弧面婆が刃を手前に引こうとしたその瞬間、気配を消していたエヴレンが突然姿をあらわし、暗器を素手でつかもうと手を伸ばそうとしていた。しかしながら黒より先に当方が刃を握っていた。
「こらこらエヴレン、危ない真似をするんじゃない」
後方へ素早く飛びのいたサソリ娘が、藤色のポニーテールの髪を風になびかせて不敵な笑みを浮かべている。
「赤毛っこを守るためについて来たのじゃ。気絶のふりはもう飽きた」
「いつの間に」
弧面の棟梁が我に返ったときには、その腕の中に牛のお嫁さんはいなかった。
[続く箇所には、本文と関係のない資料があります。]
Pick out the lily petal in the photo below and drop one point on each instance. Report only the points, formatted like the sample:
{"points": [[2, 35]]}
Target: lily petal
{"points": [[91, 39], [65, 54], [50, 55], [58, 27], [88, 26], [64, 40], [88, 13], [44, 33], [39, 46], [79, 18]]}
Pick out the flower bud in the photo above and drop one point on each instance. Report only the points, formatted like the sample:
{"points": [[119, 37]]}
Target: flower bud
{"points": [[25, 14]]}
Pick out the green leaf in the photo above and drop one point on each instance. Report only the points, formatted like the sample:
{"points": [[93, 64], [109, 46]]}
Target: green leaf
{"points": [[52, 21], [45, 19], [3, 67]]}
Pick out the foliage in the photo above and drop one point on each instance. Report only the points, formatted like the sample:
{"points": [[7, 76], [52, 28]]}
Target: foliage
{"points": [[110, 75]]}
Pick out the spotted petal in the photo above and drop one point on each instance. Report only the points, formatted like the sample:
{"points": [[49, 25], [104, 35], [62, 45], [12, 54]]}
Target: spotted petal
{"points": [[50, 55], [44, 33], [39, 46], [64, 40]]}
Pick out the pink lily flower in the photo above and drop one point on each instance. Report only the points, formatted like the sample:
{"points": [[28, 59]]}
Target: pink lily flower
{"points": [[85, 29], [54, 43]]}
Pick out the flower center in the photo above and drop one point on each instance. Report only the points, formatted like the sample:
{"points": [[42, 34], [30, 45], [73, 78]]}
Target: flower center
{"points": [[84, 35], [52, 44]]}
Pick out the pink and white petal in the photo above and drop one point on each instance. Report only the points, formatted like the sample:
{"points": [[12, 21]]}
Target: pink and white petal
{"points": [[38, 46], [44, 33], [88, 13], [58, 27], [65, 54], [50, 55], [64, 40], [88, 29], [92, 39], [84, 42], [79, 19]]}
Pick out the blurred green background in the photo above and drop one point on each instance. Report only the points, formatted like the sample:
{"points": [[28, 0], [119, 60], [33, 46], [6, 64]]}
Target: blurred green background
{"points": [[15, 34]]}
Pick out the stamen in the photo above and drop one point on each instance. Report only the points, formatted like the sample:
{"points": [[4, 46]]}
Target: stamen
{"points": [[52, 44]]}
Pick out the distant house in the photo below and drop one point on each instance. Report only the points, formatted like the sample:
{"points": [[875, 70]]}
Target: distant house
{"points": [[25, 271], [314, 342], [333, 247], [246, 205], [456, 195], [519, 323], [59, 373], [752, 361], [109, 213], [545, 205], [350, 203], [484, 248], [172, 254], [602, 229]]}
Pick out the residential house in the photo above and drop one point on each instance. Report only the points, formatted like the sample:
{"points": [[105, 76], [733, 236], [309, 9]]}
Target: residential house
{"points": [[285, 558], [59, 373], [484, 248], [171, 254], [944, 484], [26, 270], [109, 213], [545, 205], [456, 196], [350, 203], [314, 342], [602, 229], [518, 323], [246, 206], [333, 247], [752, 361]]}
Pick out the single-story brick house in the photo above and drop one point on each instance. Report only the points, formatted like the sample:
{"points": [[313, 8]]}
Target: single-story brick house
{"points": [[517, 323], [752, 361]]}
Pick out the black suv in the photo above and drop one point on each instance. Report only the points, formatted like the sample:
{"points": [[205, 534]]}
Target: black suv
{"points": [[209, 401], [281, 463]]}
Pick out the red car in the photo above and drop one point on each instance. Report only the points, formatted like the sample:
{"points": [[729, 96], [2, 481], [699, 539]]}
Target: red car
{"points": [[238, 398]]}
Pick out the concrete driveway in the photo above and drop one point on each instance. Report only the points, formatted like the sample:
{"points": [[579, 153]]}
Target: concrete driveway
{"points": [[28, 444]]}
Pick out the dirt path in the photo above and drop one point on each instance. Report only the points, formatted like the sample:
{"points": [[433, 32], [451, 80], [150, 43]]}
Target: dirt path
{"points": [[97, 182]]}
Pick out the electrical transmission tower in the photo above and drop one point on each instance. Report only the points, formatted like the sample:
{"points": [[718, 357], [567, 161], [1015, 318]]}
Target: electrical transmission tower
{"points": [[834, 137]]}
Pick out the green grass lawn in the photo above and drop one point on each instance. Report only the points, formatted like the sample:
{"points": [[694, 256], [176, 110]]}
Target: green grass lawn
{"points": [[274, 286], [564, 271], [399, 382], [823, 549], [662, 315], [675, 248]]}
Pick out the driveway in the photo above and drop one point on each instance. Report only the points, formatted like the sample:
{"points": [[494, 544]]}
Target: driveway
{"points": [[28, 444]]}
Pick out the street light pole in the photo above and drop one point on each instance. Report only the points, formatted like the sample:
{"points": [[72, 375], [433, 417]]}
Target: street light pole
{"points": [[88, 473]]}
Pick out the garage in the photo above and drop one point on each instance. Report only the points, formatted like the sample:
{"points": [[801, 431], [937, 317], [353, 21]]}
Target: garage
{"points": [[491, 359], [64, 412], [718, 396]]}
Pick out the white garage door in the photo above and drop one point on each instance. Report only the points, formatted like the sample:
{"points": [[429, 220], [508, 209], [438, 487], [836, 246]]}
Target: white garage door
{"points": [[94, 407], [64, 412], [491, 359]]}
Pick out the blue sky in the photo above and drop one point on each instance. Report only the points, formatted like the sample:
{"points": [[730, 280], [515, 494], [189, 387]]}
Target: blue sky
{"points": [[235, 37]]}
黒が抱き上げて距離をとっていたのだ。
額に埋め込んだ数珠の効能からか、瞬発力といい身のこなしといい、その早業ぶりは驚嘆に値する。
ばばあが絶句してエヴレンを凝視していた。
「ローリーン!」
駆けつけたバルクフォーフェンが黒からお嫁を受け取っている。
息があることを確認して膝を落とし、感無量といった体で赤毛を抱きしめていた。
「さて、ひと浚いの弧面ども。お仕置きの時間じゃ」
エヴレンが仁王立ち。周囲に集まった敵の数を見渡して呵呵大笑している。
正義の味方というより悪党の踏ん反り笑いだ。
俺は握り締めていた刃を砕いた。婆が素早く身を引く。獣化した赤牛の角から逃れるためだった。
「特殊鉄鋼で出来た棟梁の業物を素手で」
どよめく赤弧ノ衆が俺の後ろからやってきた白い少女を見た。
メイ・ルーが意識を失ったオジロなる先手の小頭を引きずっている。
それを無造作に放り投げたのを確認して、彼らは仰天しながら後ずさっていた。
「双弧ども」
手勢が気圧されたことで婆が何者かを呼ぶ。棘だらけの鎧を着たひょろ長い体躯の弧面たちが、突如草むらから跳ねあがっていた。
「生き神さま」
「おう」
跳躍した二人が棘ハンマーを手に襲い掛かってくる。エヴレンのやっちまいな、という意味であろう呼びかけに、俺は後ろ回し蹴りを放った。